Latest edition available

The editorial team of Hispanic Culture Review is pleased to announce that the contributions of the journal’s latest printed edition are now available in this blog. We hope that you enjoy a variety of works that represent the multiple facets of Hispanic culture, but that also crosses all borders.

Coca-Cola is African, Qaddafi Says

By Edward Carvalho
Indiana University of Pennsylvania

For Ron Slate

Yes, a white swirl moving tectonic over
a grove of cacao smells as foul
as its flower, yes, Colonel—

But what happened to your love
of Sheikhespeare, all the iambs of plastique?

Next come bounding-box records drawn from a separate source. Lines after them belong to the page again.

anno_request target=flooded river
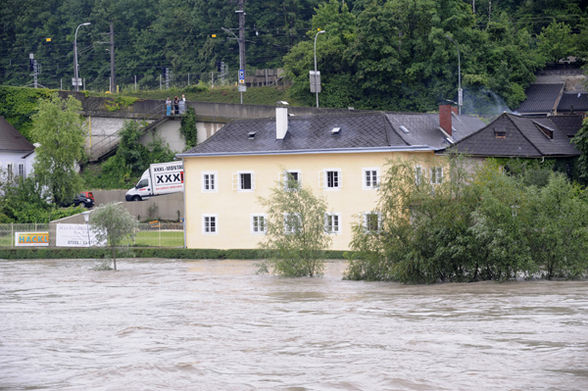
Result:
[0,260,588,391]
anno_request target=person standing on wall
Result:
[174,95,180,115]
[165,96,171,117]
[180,94,186,115]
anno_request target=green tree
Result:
[537,21,577,62]
[572,119,588,184]
[90,203,139,270]
[526,173,588,279]
[260,178,331,277]
[31,95,85,205]
[180,107,198,150]
[83,121,175,189]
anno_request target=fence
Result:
[0,221,184,247]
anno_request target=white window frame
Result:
[363,212,382,233]
[361,167,380,190]
[429,167,443,185]
[322,168,342,191]
[325,213,341,235]
[200,171,218,193]
[251,213,267,235]
[202,214,218,235]
[236,171,255,192]
[414,165,424,186]
[280,170,302,190]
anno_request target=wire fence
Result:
[0,221,184,247]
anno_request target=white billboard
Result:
[55,224,106,247]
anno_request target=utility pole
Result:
[72,22,90,91]
[235,0,247,104]
[110,22,116,94]
[29,53,39,88]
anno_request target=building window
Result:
[324,170,341,190]
[284,171,302,190]
[363,168,380,189]
[202,215,217,234]
[325,213,341,234]
[202,172,216,191]
[237,172,253,191]
[284,213,302,234]
[431,167,443,185]
[414,166,423,186]
[363,212,380,232]
[251,215,266,234]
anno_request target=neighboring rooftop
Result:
[517,83,564,115]
[557,92,588,113]
[446,113,580,158]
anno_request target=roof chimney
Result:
[276,107,288,140]
[439,105,452,136]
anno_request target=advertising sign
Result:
[55,224,106,247]
[151,162,184,194]
[14,232,49,246]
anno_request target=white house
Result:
[0,116,35,181]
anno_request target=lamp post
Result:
[311,30,326,108]
[82,210,92,247]
[445,35,463,115]
[221,27,247,104]
[73,22,91,91]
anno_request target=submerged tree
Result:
[90,203,138,270]
[346,161,588,283]
[32,95,85,204]
[261,174,331,277]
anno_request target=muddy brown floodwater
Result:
[0,260,588,391]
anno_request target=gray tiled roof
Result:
[387,113,485,149]
[549,114,583,138]
[517,83,564,113]
[178,112,484,157]
[446,113,579,158]
[0,116,35,153]
[557,92,588,112]
[179,113,424,156]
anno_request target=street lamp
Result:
[310,30,326,108]
[221,26,247,104]
[445,35,463,115]
[82,210,92,247]
[72,22,91,91]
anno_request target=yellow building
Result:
[178,107,483,250]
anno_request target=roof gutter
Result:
[176,145,435,158]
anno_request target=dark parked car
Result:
[74,191,94,208]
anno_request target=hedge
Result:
[0,247,345,260]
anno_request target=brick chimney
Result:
[276,107,288,140]
[439,105,453,136]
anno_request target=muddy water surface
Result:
[0,260,588,391]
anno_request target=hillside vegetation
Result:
[0,0,588,111]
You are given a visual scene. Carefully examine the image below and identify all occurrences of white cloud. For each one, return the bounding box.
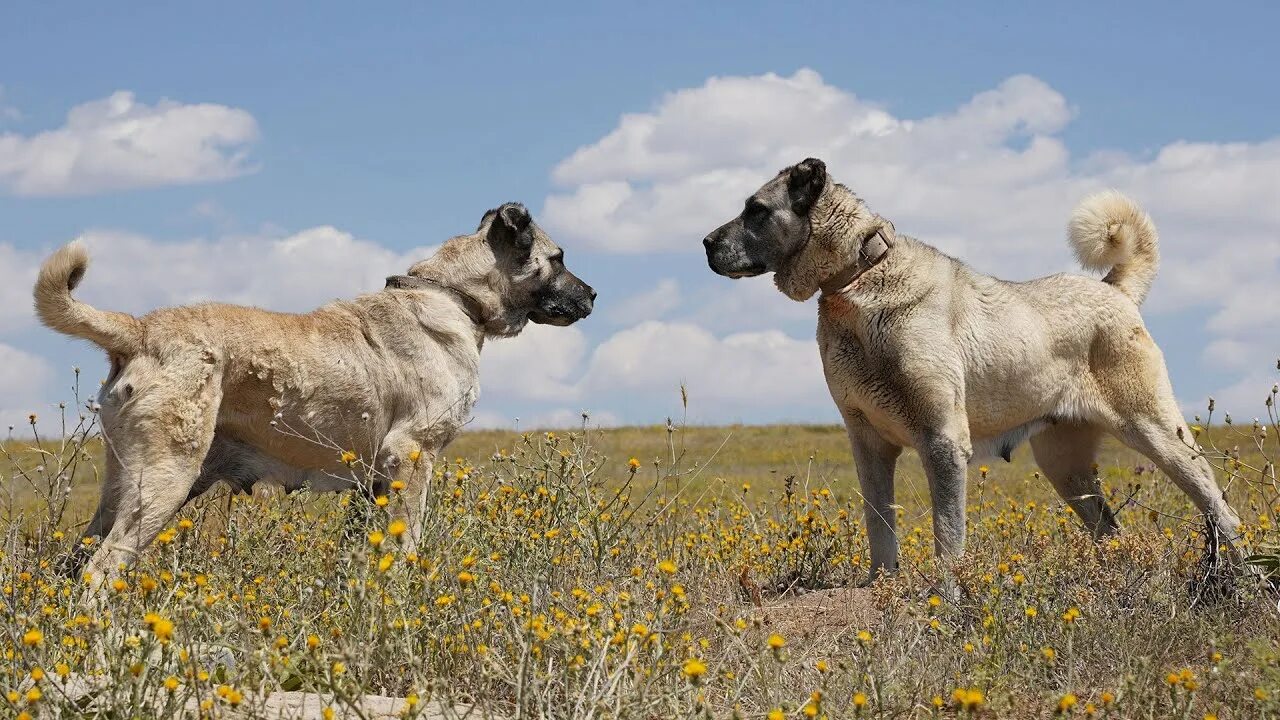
[581,322,831,421]
[0,91,259,196]
[544,69,1280,417]
[608,278,681,325]
[480,323,586,401]
[0,343,52,425]
[476,320,835,420]
[45,225,435,319]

Tell me about the fuselage of a plane
made to look like a twisted red can
in the field at Lockerbie.

Colonel, I have heard of its passengers folded
into cherelles
no leathery wings like the cocoa.

Do they also smell like scorched sugar?


La Guerra Civil

Duelo A Garrotazos
—Francisco de Goya, Museo del Prado, Madrid

By Sofía M. Starnes

I

They look over their shoulder, eyes set on the exhibit
overhead; it’s wringing out their heaven.

We live off wounds, don’t we?
How will our world sustain us—

Today, half their body’s buried in the earth,
as Goya’s giants, whose clubs rained thorn and destiny

on their heads,
whose knees were water-logged as cypress knees,

and swampy.
A townline hampered the horizon: twilight eaves, thistle,

and the invisible spire;
while duelers dueled, sunsetting all at once.

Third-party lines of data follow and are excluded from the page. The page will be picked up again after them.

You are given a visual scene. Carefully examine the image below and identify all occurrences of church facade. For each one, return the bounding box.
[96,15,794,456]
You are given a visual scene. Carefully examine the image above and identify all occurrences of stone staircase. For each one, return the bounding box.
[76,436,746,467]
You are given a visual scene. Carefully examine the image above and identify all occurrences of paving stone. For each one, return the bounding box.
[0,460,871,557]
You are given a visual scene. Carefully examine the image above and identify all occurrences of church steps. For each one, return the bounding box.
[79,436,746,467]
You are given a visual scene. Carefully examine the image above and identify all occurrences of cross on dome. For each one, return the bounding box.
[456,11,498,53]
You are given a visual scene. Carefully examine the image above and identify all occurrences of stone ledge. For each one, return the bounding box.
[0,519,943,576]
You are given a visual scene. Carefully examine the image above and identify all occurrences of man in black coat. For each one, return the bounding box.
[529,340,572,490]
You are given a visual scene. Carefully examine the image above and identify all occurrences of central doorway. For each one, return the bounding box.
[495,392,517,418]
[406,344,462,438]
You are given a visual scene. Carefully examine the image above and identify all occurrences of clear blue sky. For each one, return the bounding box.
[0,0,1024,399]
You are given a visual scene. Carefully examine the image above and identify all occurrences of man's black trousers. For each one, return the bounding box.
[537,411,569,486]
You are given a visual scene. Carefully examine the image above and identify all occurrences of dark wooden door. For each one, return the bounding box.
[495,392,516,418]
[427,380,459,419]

Where is their beauty now, this close, calf-high
in mud, the assailed head slumped

against the assailant’s shoulder?
Whose idols grace the land with midnight losses?

Life clings to their sash-cloths, whips and hunches mortals
into one—

Half a body understands the meet, baffles
the blow yet takes it; half splices the incoming

wind, shivers fate out of a riddle.
Hour on hour, the moon soaks the weaponing wood.

II

Come, see the Duelo again: this time, the storm’s
ajar, one elbow high against the blue, arms flung

in double-ecstasy transfixed—and at the tips, garrotes.
No children can deny it: split-oaks of a late

revenue’s offense, shades marring the moss equally, and
their father’s panic at having outgrown

the house—
gigantic loss, gigantic love, into the ultimate—

Livid in our heartache
is their blood, their fever is familiar as a bull-run and

hot black coffee and anís,
and the need to be this drastic halfway through a life.

Half-lit, the sunny roofs we build,
the roofs we nail, roofs now coping only with pink

flowering walls
from where our homeplot measures.

Mercy, O Lord, on us;
mercy on these children you carefully toweled,
certain we were muddied and would again
muddy our limbs, leveling.

Mercy on the waste caking our heels—
You flake it, because dirt before death is unseemly,
because it counts only
how cleanly out of, into your house, we come.